Hi, I’m working on some object detection models, now especially, YOLOv3, and I’d like to get a reasonably well-working object detection system on some embedded platforms like TX2 or Xavier.
In order to do so, I examined a TensorFlow version of YOLOv3 and a TensorRT version of YOLOv3 each.
- The TensorFlow model(pb) runs under tensorflow==1.13.1(Nvidia official) with JetPack 4.2
- The TensorRT engine has been generated in the process of 'Darknet checkpoint - ONNX model - TensorRT engine' and runs under tensorrt==184.108.40.206 with JetPack 4.2
Time profiling has been made on only the network forwarding section of each.

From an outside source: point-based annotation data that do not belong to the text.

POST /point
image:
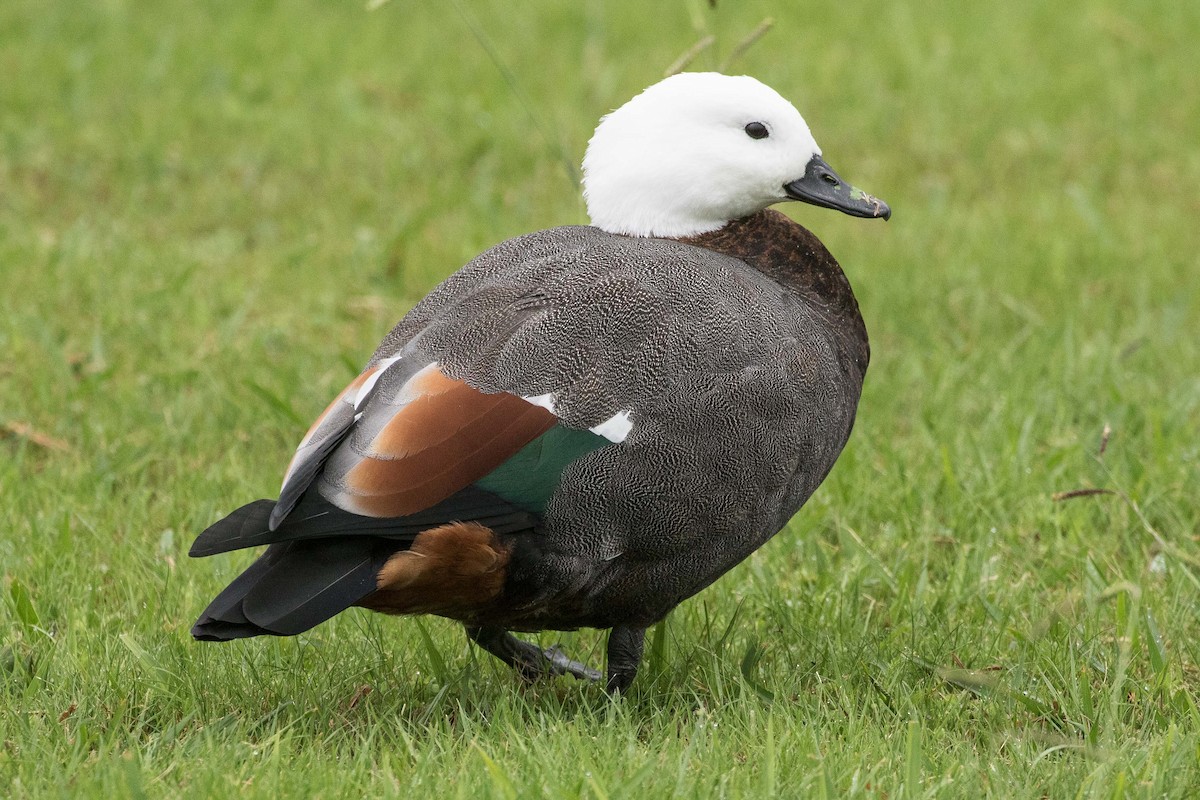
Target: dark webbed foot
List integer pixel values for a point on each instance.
(625, 647)
(528, 660)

All the other processes like the preprocessing the input and the postprocessing of getting the bounding boxes are excluded from the profiling.
The settings above have been tested on TX2 and Xavier, and now, I’ve got the table below.
The numerics in the table are in the millisecond and they have been gotten by testing two times and then by averaging.
So, my questions are twofold.
The first one is about the ideas on dealing with the counter-intuitive results on TX2(MAXP_CORE_ALL) + TensorRT and Xavier(MAXN) + TensorRT, the red colored ones.
The second one is about the ideas on getting more performance improvements on TX2(MAXN) + TensorRT.
Any comments would be appreciated.